Moreover, moral hazard issues may appear if the partners do not have adequate oversight or aligned incentives. The external party might pursue self-interests at the expense of overall performance, leading to misaligned goals and potential trust issues. Therefore, establishing clear governance structures, transparent contractual arrangements, and shared performance metrics are crucial to mitigate these agency problems (Chung & Pruitt, 2018).
In conclusion, understanding the levels at which core functions operate within healthcare institutions clarifies organizational roles and responsibilities, while recognizing agency problems is vital in structuring effective management and strategic initiatives like joint ventures. Addressing these issues proactively enhances the operational efficiency, financial health, and organizational cohesion of healthcare providers.
References
- Bloom, N., & Propper, C. (2014).

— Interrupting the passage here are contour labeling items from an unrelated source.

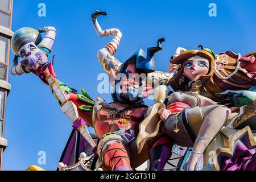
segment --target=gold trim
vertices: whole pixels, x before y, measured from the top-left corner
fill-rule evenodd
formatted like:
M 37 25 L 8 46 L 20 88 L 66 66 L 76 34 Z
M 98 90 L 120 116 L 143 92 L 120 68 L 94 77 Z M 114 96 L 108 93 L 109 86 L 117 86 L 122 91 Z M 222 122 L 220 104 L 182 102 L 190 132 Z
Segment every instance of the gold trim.
M 237 133 L 234 134 L 234 135 L 233 135 L 232 137 L 229 139 L 228 146 L 227 148 L 220 147 L 216 150 L 216 155 L 214 155 L 213 158 L 214 164 L 216 170 L 220 171 L 220 166 L 218 163 L 218 155 L 220 153 L 226 153 L 230 154 L 230 155 L 233 155 L 234 152 L 233 147 L 234 142 L 246 132 L 248 134 L 248 136 L 251 145 L 252 146 L 256 146 L 256 141 L 254 139 L 254 137 L 253 136 L 251 130 L 249 126 L 247 126 L 242 130 L 238 131 Z

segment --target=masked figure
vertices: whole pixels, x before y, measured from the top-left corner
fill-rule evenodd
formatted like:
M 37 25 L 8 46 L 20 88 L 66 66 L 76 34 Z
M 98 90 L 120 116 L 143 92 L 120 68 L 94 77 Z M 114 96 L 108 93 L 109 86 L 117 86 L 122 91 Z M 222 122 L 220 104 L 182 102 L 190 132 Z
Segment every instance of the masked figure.
M 201 155 L 205 169 L 255 170 L 256 143 L 250 127 L 255 129 L 256 93 L 246 91 L 256 85 L 255 53 L 215 55 L 209 49 L 179 48 L 171 63 L 170 70 L 179 67 L 168 83 L 175 92 L 164 85 L 156 88 L 156 104 L 137 137 L 139 152 L 144 143 L 149 145 L 150 169 L 162 170 L 175 144 L 192 147 L 184 170 L 195 170 Z M 242 91 L 215 94 L 227 89 Z M 250 127 L 236 130 L 241 123 Z
M 60 162 L 73 165 L 79 162 L 79 154 L 84 152 L 87 156 L 94 155 L 90 169 L 101 167 L 106 170 L 131 170 L 148 159 L 147 146 L 139 155 L 135 140 L 138 125 L 147 110 L 143 97 L 152 91 L 155 83 L 168 82 L 173 74 L 154 71 L 154 55 L 162 49 L 163 39 L 158 42 L 157 47 L 148 48 L 147 53 L 141 49 L 123 63 L 119 61 L 113 55 L 122 34 L 116 28 L 102 31 L 96 19 L 101 14 L 106 14 L 96 12 L 92 15 L 97 33 L 100 36 L 114 35 L 97 53 L 114 86 L 114 102 L 108 103 L 100 97 L 94 101 L 84 89 L 79 94 L 59 80 L 53 71 L 53 60 L 48 60 L 56 35 L 52 27 L 39 31 L 22 28 L 15 32 L 11 47 L 16 56 L 11 73 L 20 75 L 31 72 L 38 76 L 49 85 L 61 110 L 72 121 L 74 129 Z M 144 76 L 140 77 L 142 73 Z M 93 127 L 97 135 L 88 132 L 88 126 Z

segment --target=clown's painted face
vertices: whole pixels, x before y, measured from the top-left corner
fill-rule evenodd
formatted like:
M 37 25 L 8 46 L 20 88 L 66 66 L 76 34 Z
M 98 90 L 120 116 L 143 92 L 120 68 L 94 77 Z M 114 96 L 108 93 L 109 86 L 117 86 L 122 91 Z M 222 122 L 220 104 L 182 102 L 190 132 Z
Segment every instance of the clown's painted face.
M 129 64 L 126 71 L 121 76 L 119 81 L 115 86 L 117 98 L 119 101 L 135 103 L 142 99 L 139 76 L 135 64 Z M 120 73 L 119 73 L 120 74 Z
M 190 80 L 193 80 L 198 75 L 207 75 L 209 67 L 208 59 L 196 55 L 186 61 L 183 72 Z
M 47 56 L 34 43 L 24 45 L 19 51 L 20 64 L 28 71 L 36 71 L 40 65 L 48 61 Z

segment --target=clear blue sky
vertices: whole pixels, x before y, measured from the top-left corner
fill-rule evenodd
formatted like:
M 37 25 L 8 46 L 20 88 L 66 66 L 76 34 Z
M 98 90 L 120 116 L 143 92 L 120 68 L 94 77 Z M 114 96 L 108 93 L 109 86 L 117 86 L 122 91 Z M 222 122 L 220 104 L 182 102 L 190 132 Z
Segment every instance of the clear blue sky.
M 46 5 L 47 16 L 38 16 L 38 5 Z M 217 17 L 209 17 L 208 5 L 217 5 Z M 95 9 L 108 13 L 99 18 L 102 28 L 118 28 L 123 38 L 115 55 L 124 61 L 139 48 L 156 45 L 164 37 L 163 50 L 155 57 L 158 70 L 167 71 L 178 47 L 199 44 L 216 53 L 232 50 L 245 54 L 256 50 L 255 1 L 50 1 L 14 0 L 13 31 L 23 27 L 56 27 L 57 36 L 50 57 L 55 55 L 59 78 L 68 85 L 84 88 L 98 95 L 97 75 L 103 70 L 96 52 L 110 38 L 98 38 L 90 21 Z M 13 58 L 13 56 L 11 55 Z M 9 74 L 5 138 L 8 146 L 3 170 L 25 170 L 38 165 L 38 152 L 46 152 L 46 165 L 55 170 L 72 130 L 48 86 L 32 74 Z M 102 96 L 109 101 L 110 96 Z M 147 102 L 147 103 L 150 103 Z

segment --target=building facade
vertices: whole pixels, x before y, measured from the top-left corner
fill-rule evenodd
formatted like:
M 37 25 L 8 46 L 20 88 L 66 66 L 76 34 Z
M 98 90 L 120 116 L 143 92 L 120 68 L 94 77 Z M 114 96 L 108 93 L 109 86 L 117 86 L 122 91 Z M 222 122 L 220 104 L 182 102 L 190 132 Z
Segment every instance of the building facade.
M 4 138 L 6 98 L 11 89 L 8 82 L 8 70 L 11 31 L 13 0 L 0 1 L 0 169 L 2 168 L 3 152 L 7 144 Z

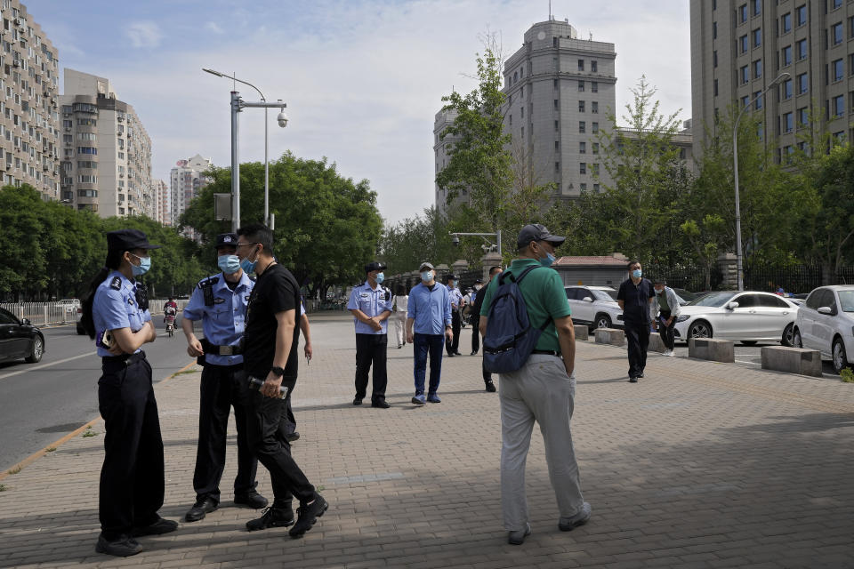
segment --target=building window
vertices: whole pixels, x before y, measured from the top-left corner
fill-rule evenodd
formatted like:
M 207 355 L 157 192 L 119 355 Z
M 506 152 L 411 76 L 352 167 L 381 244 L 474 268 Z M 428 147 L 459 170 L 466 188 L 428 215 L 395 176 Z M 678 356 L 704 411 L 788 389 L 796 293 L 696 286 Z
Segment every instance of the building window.
M 792 65 L 792 46 L 786 45 L 780 52 L 780 67 Z
M 795 44 L 798 52 L 798 60 L 807 59 L 807 40 L 802 39 Z
M 842 61 L 842 60 L 840 60 Z M 807 78 L 806 73 L 802 73 L 798 76 L 798 94 L 802 95 L 810 90 L 810 82 Z
M 838 45 L 842 43 L 842 22 L 834 24 L 830 27 L 830 36 L 834 45 Z

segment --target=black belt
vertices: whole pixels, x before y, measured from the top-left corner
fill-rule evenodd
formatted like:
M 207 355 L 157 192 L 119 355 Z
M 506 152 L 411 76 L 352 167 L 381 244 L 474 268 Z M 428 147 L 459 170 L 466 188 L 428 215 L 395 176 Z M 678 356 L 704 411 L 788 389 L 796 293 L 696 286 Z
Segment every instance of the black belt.
M 121 356 L 105 356 L 101 360 L 106 363 L 124 362 L 125 365 L 130 365 L 134 362 L 145 359 L 145 352 L 142 350 L 135 354 L 122 354 Z
M 212 356 L 239 356 L 243 353 L 243 348 L 240 345 L 216 346 L 208 341 L 207 338 L 202 340 L 202 348 L 205 349 L 205 354 Z
M 535 349 L 532 354 L 543 354 L 544 356 L 557 356 L 560 357 L 560 352 L 555 351 L 553 349 Z

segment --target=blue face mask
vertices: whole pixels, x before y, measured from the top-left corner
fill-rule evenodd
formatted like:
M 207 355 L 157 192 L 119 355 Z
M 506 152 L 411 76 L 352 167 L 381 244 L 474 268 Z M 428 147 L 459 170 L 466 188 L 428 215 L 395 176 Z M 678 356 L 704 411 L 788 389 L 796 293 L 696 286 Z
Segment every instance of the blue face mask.
M 237 255 L 220 255 L 216 264 L 226 275 L 233 275 L 240 270 L 240 259 Z
M 131 253 L 133 255 L 133 253 Z M 140 257 L 139 255 L 133 255 L 140 260 L 139 266 L 131 263 L 131 270 L 133 271 L 134 276 L 141 276 L 149 272 L 149 269 L 151 268 L 151 257 Z

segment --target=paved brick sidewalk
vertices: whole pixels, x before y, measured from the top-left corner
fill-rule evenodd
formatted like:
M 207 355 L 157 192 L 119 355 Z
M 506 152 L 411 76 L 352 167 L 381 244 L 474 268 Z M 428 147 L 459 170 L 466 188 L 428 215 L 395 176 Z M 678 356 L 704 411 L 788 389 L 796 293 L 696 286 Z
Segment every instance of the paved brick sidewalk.
M 330 509 L 302 540 L 247 533 L 222 507 L 127 559 L 94 553 L 103 424 L 0 484 L 0 566 L 845 567 L 854 566 L 854 385 L 649 357 L 626 381 L 623 349 L 583 342 L 573 420 L 593 517 L 557 529 L 537 431 L 528 461 L 534 533 L 506 544 L 498 492 L 498 398 L 480 358 L 444 361 L 442 403 L 415 408 L 412 348 L 389 350 L 387 411 L 353 407 L 352 325 L 314 319 L 301 363 L 294 455 Z M 470 329 L 461 351 L 470 351 Z M 157 388 L 166 453 L 161 513 L 193 501 L 198 373 Z M 233 429 L 233 421 L 232 421 Z M 272 497 L 259 466 L 262 493 Z

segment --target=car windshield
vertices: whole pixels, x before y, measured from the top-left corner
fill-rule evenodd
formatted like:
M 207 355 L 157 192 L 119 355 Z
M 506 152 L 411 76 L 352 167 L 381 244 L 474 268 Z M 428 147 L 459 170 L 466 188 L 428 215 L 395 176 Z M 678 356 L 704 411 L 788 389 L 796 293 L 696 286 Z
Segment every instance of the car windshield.
M 688 306 L 712 306 L 721 307 L 729 301 L 736 295 L 735 293 L 709 293 L 696 301 L 688 303 Z
M 854 312 L 854 291 L 839 291 L 839 304 L 842 312 Z

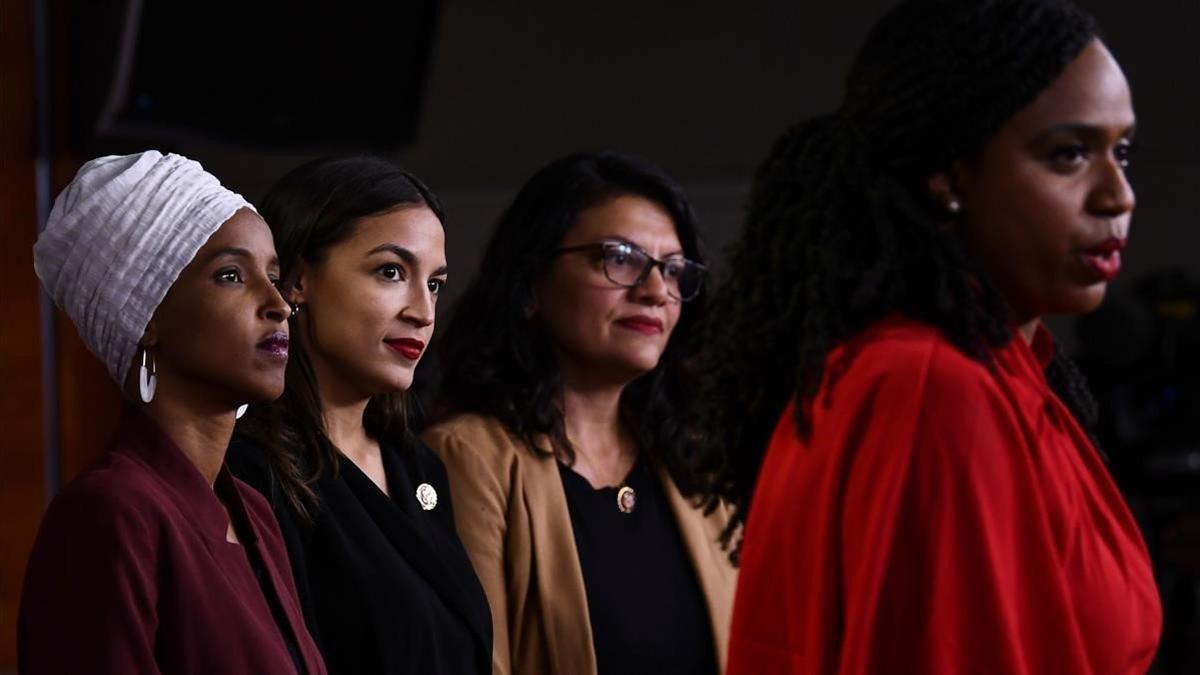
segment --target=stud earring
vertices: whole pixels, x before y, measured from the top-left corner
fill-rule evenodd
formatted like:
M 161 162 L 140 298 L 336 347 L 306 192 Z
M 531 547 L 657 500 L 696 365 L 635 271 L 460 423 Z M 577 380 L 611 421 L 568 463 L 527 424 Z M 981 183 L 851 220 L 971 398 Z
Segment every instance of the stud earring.
M 138 368 L 138 393 L 142 394 L 142 402 L 149 404 L 154 400 L 154 393 L 158 389 L 158 374 L 155 369 L 154 359 L 149 357 L 150 350 L 142 347 L 142 365 Z M 146 365 L 146 362 L 150 365 Z

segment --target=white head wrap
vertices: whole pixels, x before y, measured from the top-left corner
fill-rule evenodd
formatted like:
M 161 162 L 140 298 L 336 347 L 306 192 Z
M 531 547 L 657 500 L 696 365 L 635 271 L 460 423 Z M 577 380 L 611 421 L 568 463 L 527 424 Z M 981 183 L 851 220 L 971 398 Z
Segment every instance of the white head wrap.
M 242 207 L 199 162 L 156 150 L 95 159 L 54 201 L 34 269 L 118 386 L 179 273 Z

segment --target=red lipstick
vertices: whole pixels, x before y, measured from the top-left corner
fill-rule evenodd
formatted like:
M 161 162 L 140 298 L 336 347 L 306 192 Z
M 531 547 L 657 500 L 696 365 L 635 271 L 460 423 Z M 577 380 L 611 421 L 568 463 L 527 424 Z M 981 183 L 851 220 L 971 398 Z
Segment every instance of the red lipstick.
M 1112 281 L 1121 274 L 1121 250 L 1126 247 L 1126 241 L 1120 237 L 1110 237 L 1079 253 L 1084 267 L 1092 273 L 1096 281 Z
M 421 358 L 421 352 L 425 351 L 425 342 L 421 342 L 420 340 L 414 340 L 412 338 L 384 340 L 384 342 L 392 350 L 400 352 L 400 356 L 414 362 Z
M 617 319 L 617 325 L 635 330 L 642 335 L 659 335 L 662 333 L 662 322 L 653 316 L 628 316 Z
M 282 330 L 271 333 L 256 347 L 272 359 L 288 360 L 288 334 Z

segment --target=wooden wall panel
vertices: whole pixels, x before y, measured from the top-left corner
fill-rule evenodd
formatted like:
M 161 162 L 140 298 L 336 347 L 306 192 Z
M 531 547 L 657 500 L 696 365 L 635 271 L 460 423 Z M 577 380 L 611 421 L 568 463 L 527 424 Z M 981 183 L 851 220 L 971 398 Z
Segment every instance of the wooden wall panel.
M 0 670 L 16 668 L 20 584 L 46 501 L 31 7 L 0 0 Z

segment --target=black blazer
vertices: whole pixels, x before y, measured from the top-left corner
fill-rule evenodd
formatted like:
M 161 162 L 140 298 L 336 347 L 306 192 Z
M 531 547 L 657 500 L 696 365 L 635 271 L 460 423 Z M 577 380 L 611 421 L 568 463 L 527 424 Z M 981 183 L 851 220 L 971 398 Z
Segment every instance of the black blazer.
M 312 525 L 288 507 L 266 448 L 239 435 L 227 461 L 271 502 L 331 675 L 491 673 L 487 598 L 455 530 L 445 467 L 425 443 L 383 444 L 391 498 L 340 458 L 313 485 Z M 416 500 L 422 483 L 437 490 L 431 510 Z

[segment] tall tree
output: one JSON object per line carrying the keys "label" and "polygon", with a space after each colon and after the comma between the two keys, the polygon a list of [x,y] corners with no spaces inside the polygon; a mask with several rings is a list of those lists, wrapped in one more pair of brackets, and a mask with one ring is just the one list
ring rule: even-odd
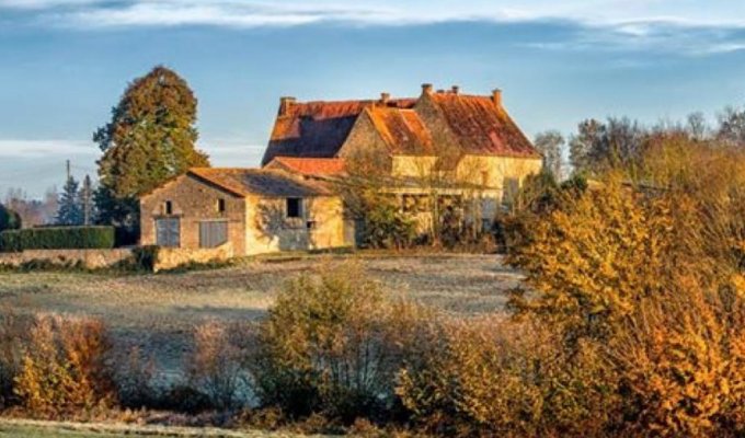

The Economics of Healthcare Quality and Performance. IMF Working Paper No. 14/111.
- Carroll, A., & Darby, M. (2021). Healthcare Financial Management: Strategies for Revenue Cycle Success. Journal of Healthcare Finance, 47(1), 25–34.
- Eisenhardt, K. M. (1989). Agency Theory: An Assessment and Review. Academy of Management Review, 14(1), 57–74.
- Harrison, M., Dimick, J., & Pizer, S. (2018). Hospital Financial Management: Principles and Strategies. Health Economics Review, 8, 12.
- Jensen, M. C., & Meckling, W. H. (1976). Theory of the Firm: Managerial Behavior, Agency Costs and Ownership Structure. Journal of Financial Economics, 3(4), 305–360.
- Chung, H., & Pruitt, S. W. (2018). Governance and Agency Problems in Healthcare Joint Ventures. Journal of Health Administration Education, 35(2), 214–229.